Lake Hebron in Fall

Lake Hebron in Fall
Lake Hebron in Fall

September 30, 2017

October

     A new month, October. The early mornings are chilly, cold almost, and still dark as I trek again to work, still dark as I arrive some 20, 30 minutes later, a faint glint of sunrise in the east, unlike the bright sun of a few weeks ago, September’s fading light. The air’s crisp now in that morning chill, and my mind sometimes wanders to other Octobers, other autumns in other places, other times, or maybe to Octobers yet to come in places my soul years to be, a place closer to home where hardwoods are turning to gold and red and rust and brown, or mottled, leaves caught mid-change, leaves dropping from their branches and blown willy-nilly down the street. Their clatter softly rattles as they fly by, coming to rest in a corner or stuck on a post, a fence, to be gathered, collected, a pile of muted colors to be scattered by children eager for play, eager to be away from schools that would hold them during the day, the week, trapped in four walls and halls as the leaves flutter free; or perhaps leaves raked and piled and set ablaze, smoldering, a lazy wisp of smoke rising, carried on an autumn breeze. The air is scented now with smoke, acrid in my nose, breathing deep, attuned now to autumn smells, earthen smells of decay and smoke, and apples, crisp and sharp, apples hanging defiantly on the tree or fallen below, bruised and browning.

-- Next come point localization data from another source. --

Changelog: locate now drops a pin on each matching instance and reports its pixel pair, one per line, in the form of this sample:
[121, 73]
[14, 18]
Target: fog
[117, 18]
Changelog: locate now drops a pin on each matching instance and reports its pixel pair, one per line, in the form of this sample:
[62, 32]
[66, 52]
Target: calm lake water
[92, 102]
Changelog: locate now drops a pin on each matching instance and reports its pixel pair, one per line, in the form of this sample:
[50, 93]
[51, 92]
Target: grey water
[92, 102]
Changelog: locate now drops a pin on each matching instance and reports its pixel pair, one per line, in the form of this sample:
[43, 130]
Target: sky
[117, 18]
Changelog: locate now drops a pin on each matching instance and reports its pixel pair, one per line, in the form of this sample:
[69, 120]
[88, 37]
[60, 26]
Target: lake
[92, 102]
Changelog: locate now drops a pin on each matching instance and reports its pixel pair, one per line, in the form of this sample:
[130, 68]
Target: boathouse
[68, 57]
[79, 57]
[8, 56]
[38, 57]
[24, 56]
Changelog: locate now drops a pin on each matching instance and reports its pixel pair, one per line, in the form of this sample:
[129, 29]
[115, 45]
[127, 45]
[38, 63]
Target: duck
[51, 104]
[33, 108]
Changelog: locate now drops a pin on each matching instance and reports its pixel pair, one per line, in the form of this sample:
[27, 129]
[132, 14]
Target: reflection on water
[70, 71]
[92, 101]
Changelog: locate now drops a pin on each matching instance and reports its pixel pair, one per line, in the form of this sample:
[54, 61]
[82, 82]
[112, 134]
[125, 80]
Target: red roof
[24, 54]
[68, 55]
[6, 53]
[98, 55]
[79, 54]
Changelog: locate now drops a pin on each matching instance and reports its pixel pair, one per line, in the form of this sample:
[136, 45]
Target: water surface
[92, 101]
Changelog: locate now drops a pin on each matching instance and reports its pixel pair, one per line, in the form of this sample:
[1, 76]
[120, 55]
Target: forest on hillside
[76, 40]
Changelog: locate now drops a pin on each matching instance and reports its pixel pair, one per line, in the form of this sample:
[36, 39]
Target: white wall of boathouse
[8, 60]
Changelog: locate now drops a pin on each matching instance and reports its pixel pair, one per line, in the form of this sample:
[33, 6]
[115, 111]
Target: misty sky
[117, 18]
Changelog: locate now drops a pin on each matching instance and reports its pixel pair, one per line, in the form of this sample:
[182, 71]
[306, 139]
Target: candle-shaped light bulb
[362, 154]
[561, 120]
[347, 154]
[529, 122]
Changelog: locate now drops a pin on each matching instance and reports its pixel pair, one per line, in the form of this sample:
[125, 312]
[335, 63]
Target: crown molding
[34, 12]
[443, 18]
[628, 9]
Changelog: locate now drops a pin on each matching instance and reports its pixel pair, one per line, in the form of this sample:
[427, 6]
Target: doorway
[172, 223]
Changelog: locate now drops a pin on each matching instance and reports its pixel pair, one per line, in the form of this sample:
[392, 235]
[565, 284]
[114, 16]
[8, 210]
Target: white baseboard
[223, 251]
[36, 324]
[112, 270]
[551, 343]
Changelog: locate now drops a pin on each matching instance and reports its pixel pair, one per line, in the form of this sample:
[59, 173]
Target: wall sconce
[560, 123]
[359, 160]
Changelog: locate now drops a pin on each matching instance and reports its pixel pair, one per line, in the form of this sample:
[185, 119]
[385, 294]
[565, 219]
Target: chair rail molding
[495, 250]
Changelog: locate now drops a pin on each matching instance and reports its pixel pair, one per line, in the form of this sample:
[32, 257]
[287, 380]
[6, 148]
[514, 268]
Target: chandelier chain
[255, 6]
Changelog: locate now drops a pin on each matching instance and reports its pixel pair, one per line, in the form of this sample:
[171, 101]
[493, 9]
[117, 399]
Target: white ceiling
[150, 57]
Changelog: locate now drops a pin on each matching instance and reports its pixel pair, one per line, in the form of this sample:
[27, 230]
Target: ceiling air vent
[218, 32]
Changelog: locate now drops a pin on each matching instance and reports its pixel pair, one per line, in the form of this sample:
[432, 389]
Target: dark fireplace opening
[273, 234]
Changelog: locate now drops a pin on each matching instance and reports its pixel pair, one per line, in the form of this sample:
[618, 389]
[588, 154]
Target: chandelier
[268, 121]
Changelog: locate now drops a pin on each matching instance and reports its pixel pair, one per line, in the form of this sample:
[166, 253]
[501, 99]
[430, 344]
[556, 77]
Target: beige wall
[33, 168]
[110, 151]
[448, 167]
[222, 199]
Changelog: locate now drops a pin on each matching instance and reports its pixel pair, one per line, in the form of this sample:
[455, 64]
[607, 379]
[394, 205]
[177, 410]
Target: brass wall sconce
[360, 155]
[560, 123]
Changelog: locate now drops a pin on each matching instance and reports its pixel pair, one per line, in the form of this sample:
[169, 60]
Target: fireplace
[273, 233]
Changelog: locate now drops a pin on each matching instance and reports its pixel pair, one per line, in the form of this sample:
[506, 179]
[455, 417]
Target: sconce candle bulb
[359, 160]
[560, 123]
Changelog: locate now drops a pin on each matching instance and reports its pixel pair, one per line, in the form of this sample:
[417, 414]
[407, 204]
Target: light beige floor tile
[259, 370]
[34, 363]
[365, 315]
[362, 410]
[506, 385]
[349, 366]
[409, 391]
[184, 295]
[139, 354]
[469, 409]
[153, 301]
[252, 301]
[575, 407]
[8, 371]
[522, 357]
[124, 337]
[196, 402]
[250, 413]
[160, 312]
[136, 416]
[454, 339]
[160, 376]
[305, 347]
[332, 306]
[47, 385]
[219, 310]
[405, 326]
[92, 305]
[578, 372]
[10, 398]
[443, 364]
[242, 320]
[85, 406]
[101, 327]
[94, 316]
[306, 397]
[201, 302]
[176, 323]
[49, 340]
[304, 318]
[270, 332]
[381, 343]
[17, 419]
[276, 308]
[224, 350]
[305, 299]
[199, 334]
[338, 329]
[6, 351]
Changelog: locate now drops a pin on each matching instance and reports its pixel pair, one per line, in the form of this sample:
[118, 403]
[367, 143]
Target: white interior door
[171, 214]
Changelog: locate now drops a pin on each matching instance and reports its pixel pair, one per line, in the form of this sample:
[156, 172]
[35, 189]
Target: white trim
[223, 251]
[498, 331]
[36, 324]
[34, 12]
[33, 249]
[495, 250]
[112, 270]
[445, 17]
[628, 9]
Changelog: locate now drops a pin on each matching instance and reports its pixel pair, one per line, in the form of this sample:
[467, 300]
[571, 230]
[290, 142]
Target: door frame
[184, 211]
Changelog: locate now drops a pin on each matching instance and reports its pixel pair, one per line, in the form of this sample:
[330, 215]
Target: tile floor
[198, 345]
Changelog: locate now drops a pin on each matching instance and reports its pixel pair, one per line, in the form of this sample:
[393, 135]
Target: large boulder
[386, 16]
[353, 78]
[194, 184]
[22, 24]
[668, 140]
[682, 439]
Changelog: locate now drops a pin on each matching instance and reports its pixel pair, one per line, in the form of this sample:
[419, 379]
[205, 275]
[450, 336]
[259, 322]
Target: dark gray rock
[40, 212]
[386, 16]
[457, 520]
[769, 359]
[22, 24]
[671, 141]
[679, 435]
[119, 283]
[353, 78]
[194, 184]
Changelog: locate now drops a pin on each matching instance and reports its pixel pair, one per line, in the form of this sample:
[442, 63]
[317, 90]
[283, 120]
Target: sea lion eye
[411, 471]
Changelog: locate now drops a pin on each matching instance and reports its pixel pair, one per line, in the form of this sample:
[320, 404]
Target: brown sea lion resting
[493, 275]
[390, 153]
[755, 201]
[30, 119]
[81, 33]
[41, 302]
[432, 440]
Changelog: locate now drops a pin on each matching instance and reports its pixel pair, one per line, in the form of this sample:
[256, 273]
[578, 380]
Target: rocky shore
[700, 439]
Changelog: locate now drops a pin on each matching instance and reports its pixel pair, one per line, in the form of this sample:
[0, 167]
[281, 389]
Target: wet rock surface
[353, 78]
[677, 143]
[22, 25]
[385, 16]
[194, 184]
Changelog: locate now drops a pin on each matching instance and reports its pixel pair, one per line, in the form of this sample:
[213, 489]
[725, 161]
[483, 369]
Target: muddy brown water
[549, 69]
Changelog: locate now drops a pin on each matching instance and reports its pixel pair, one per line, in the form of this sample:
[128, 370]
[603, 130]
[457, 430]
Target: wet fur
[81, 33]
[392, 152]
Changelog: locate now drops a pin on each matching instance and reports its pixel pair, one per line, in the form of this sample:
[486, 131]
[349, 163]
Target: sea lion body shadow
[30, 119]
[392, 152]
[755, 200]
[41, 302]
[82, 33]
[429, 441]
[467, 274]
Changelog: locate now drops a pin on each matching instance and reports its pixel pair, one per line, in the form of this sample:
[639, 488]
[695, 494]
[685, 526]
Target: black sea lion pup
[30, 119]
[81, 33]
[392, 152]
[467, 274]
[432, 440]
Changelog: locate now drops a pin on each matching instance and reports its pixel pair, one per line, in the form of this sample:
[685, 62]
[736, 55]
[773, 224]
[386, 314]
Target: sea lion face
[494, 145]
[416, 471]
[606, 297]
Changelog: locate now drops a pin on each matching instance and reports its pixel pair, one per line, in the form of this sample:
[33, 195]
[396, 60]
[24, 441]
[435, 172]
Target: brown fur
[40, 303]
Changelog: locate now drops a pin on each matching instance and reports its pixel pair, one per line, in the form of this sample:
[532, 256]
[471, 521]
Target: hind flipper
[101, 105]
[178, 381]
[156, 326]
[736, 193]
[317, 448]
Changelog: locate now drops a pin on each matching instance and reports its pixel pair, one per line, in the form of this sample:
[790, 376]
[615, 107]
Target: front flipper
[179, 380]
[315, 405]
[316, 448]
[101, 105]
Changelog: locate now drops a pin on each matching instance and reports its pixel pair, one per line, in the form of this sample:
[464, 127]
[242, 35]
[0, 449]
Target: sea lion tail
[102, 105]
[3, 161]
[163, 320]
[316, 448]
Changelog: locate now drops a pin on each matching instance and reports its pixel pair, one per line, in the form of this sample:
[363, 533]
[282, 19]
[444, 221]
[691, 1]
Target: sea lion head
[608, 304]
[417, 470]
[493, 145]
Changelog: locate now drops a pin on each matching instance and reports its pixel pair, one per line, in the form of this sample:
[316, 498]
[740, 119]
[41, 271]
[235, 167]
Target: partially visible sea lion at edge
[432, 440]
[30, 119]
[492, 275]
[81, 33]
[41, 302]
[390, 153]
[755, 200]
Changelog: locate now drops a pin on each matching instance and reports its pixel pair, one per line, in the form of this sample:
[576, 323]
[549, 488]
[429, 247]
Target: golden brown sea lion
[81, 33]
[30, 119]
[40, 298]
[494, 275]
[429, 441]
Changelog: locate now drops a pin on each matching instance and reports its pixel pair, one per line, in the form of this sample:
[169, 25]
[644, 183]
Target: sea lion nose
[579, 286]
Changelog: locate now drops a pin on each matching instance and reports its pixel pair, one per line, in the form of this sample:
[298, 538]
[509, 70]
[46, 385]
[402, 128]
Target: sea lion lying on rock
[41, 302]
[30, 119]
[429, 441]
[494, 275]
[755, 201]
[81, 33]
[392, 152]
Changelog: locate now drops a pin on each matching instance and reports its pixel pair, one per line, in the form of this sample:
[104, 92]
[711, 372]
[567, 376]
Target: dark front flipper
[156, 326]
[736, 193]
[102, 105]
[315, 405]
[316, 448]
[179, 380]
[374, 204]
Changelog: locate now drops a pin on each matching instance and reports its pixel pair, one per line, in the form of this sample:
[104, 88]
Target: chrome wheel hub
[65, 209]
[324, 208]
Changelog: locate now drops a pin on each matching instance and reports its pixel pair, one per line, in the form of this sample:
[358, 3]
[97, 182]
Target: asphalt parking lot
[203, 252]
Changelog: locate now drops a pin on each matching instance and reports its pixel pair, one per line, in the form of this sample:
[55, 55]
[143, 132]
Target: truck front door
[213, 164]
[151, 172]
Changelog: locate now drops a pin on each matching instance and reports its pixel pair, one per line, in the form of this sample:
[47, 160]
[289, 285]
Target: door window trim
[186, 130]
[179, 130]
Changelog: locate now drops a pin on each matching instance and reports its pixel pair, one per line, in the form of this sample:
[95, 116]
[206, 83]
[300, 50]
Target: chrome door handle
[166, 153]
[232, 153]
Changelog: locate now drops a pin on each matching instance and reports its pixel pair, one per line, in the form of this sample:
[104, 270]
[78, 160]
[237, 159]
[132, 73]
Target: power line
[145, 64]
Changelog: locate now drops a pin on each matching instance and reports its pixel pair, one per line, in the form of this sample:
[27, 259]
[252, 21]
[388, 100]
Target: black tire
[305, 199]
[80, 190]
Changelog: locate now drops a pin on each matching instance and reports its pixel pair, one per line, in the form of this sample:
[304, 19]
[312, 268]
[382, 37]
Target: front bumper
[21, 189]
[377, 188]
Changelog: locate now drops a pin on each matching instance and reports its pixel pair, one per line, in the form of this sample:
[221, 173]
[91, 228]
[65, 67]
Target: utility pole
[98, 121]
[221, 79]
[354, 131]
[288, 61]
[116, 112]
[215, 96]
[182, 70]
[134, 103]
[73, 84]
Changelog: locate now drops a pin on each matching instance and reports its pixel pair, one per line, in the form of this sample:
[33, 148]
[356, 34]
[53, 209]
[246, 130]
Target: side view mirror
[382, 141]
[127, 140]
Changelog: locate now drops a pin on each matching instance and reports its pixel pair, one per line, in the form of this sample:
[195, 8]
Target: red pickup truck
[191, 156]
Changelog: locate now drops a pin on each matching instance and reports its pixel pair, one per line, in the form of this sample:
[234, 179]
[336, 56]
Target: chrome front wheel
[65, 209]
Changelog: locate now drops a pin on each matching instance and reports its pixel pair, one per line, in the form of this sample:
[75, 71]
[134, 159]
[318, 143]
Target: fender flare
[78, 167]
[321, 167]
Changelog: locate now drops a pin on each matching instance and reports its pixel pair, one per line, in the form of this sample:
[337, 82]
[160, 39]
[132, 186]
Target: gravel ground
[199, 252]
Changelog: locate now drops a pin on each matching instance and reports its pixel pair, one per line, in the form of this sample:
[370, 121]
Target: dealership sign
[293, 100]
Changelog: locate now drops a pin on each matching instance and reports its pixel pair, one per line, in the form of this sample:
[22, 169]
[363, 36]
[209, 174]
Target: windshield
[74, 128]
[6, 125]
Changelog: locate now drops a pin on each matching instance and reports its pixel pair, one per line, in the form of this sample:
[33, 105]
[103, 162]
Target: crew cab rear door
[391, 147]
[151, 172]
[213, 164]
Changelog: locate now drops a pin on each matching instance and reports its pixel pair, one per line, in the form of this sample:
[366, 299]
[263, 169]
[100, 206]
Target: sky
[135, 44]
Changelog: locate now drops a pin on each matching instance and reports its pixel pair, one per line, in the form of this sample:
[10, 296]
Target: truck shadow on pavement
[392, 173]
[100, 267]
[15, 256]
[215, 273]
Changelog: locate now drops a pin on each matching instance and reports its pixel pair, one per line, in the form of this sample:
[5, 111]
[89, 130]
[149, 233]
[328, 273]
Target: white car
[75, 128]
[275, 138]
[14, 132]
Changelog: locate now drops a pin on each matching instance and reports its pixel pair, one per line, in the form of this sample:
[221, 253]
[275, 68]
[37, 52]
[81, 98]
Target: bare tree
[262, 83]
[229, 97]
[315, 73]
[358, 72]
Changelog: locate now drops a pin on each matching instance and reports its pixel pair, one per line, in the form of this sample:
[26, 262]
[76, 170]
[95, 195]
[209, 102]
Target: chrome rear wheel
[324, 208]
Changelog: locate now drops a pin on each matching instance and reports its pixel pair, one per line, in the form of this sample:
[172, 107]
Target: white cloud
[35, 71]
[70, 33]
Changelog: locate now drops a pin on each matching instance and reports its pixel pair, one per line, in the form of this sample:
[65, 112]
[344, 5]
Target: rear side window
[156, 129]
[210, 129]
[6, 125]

The smell of apples lingering, tart in the air, mingles with the burning leaves, smoldering under the watchful eye of old men, old men poised on their rakes, old men adrift in the memory of fall and earlier times, times long since gone by, times now but remembrances carried on a breeze, sharp and crisp and tart in the waning days of the year, waning days, perhaps, of our lives.